Meta platforms technologies, llc (20240098341). USER-CENTRIC RANKING ALGORITHM FOR RECOMMENDING CONTENT ITEMS simplified abstract
Contents
- 1 USER-CENTRIC RANKING ALGORITHM FOR RECOMMENDING CONTENT ITEMS
- 1.1 Organization Name
- 1.2 Inventor(s)
- 1.3 USER-CENTRIC RANKING ALGORITHM FOR RECOMMENDING CONTENT ITEMS - A simplified explanation of the abstract
- 1.4 Simplified Explanation
- 1.5 Potential Applications
- 1.6 Problems Solved
- 1.7 Benefits
- 1.8 Potential Commercial Applications
- 1.9 Possible Prior Art
- 1.10 Original Abstract Submitted
USER-CENTRIC RANKING ALGORITHM FOR RECOMMENDING CONTENT ITEMS
Organization Name
meta platforms technologies, llc
Inventor(s)
Shuanghong Yang of Cupertino CA (US)
USER-CENTRIC RANKING ALGORITHM FOR RECOMMENDING CONTENT ITEMS - A simplified explanation of the abstract
This abstract first appeared for US patent application 20240098341 titled 'USER-CENTRIC RANKING ALGORITHM FOR RECOMMENDING CONTENT ITEMS
Simplified Explanation
The abstract describes a method for requesting recommendations for content items in a recommender system. The method involves extracting a user attribute, identifying content items that match the user's preference, determining interest values for the user on each content item, and providing the user with a ranked list of content items based on their interest value.
- User attribute extraction
- Matching content items to user preferences
- Calculating interest values based on user and content item attributes
- Providing a ranked list of content items to the user
Potential Applications
This technology could be applied in various recommendation systems such as e-commerce platforms, streaming services, social media platforms, and online content platforms.
Problems Solved
This technology helps users discover relevant content items based on their preferences, improving user experience and engagement with the platform.
Benefits
- Personalized recommendations for users - Increased user satisfaction and engagement - Efficient content discovery process
Potential Commercial Applications
- E-commerce platforms - Streaming services - Social media platforms - Online content platforms
Possible Prior Art
One possible prior art for this technology could be collaborative filtering algorithms used in recommendation systems, where user preferences are inferred based on similar users' behavior.
Unanswered Questions
How does the method handle user privacy and data security?

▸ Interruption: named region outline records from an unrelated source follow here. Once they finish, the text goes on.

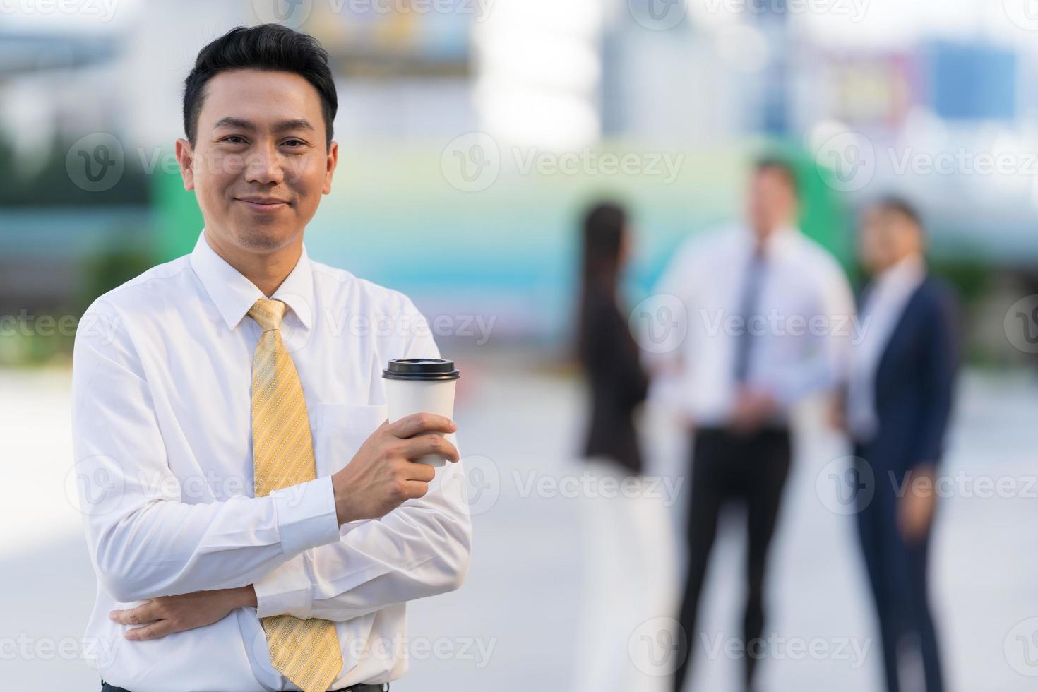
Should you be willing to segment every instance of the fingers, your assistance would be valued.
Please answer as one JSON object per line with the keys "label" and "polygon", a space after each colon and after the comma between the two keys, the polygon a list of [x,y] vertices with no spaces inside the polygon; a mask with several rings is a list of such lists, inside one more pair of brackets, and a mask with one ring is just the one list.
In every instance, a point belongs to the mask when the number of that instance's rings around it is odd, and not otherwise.
{"label": "fingers", "polygon": [[412,413],[389,423],[389,432],[399,438],[409,438],[421,433],[454,433],[458,426],[446,416],[434,413]]}
{"label": "fingers", "polygon": [[148,601],[136,608],[113,610],[108,613],[108,618],[119,625],[144,625],[145,622],[154,622],[159,619],[159,613],[155,602]]}
{"label": "fingers", "polygon": [[400,463],[400,477],[404,480],[420,480],[421,482],[432,482],[436,477],[436,469],[429,464],[418,464],[416,462]]}
{"label": "fingers", "polygon": [[164,637],[167,634],[172,634],[174,631],[171,620],[159,620],[144,627],[127,630],[126,638],[130,641],[144,641],[146,639]]}
{"label": "fingers", "polygon": [[457,462],[459,459],[458,448],[440,435],[419,435],[409,438],[401,445],[401,449],[407,459],[418,459],[426,454],[437,454],[452,462]]}

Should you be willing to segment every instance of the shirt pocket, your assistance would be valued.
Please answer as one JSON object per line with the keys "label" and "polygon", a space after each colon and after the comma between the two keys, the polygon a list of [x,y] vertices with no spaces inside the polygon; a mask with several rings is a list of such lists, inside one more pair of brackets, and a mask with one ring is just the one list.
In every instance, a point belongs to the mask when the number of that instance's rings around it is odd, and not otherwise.
{"label": "shirt pocket", "polygon": [[349,464],[387,417],[384,404],[318,404],[311,430],[318,476],[331,475]]}

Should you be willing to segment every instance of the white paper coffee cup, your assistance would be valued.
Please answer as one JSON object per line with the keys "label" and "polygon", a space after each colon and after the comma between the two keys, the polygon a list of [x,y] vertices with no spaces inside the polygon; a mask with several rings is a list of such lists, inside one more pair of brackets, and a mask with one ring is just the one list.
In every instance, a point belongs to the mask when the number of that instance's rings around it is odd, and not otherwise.
{"label": "white paper coffee cup", "polygon": [[[399,358],[382,370],[385,380],[389,422],[413,413],[433,413],[454,418],[455,384],[461,373],[453,360],[438,358]],[[426,454],[414,460],[430,466],[443,466],[446,460]]]}

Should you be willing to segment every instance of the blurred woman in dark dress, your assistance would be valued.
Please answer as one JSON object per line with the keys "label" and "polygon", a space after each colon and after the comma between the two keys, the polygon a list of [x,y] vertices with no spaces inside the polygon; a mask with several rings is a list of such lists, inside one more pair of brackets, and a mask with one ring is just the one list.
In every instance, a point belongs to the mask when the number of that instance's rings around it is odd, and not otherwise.
{"label": "blurred woman in dark dress", "polygon": [[591,386],[591,425],[584,456],[604,456],[629,474],[641,472],[634,409],[649,380],[617,296],[627,260],[627,215],[616,204],[591,210],[583,224],[583,273],[578,354]]}
{"label": "blurred woman in dark dress", "polygon": [[583,475],[593,481],[580,485],[583,603],[571,689],[663,690],[666,679],[640,651],[639,635],[647,620],[671,612],[677,585],[664,497],[641,475],[635,413],[648,379],[618,296],[630,248],[627,214],[599,203],[581,232],[577,357],[591,404]]}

The article does not address how user data is handled and protected within the recommender system. This is an important aspect to consider, especially with the increasing concerns around data privacy and security.
What are the potential limitations of the method in providing accurate recommendations?
The article does not discuss any potential limitations of the method, such as biases in the recommendation algorithm or challenges in accurately determining user preferences. Understanding these limitations is crucial for optimizing the performance of the recommender system.
Original Abstract Submitted
a method for requesting a recommendation for content items in a recommender system is provided. the method includes extracting a user attribute from the recommender system, identifying multiple content items that match a user preference based on the user attribute, determining an interest value for the user on each content item based on an affinity between the user attribute and a content item attribute, and providing the user a list of content items ranked according to the interest value for the user. a system including a memory storing instructions and a processor configured to execute the instructions and cause the system to perform the above method is also provided.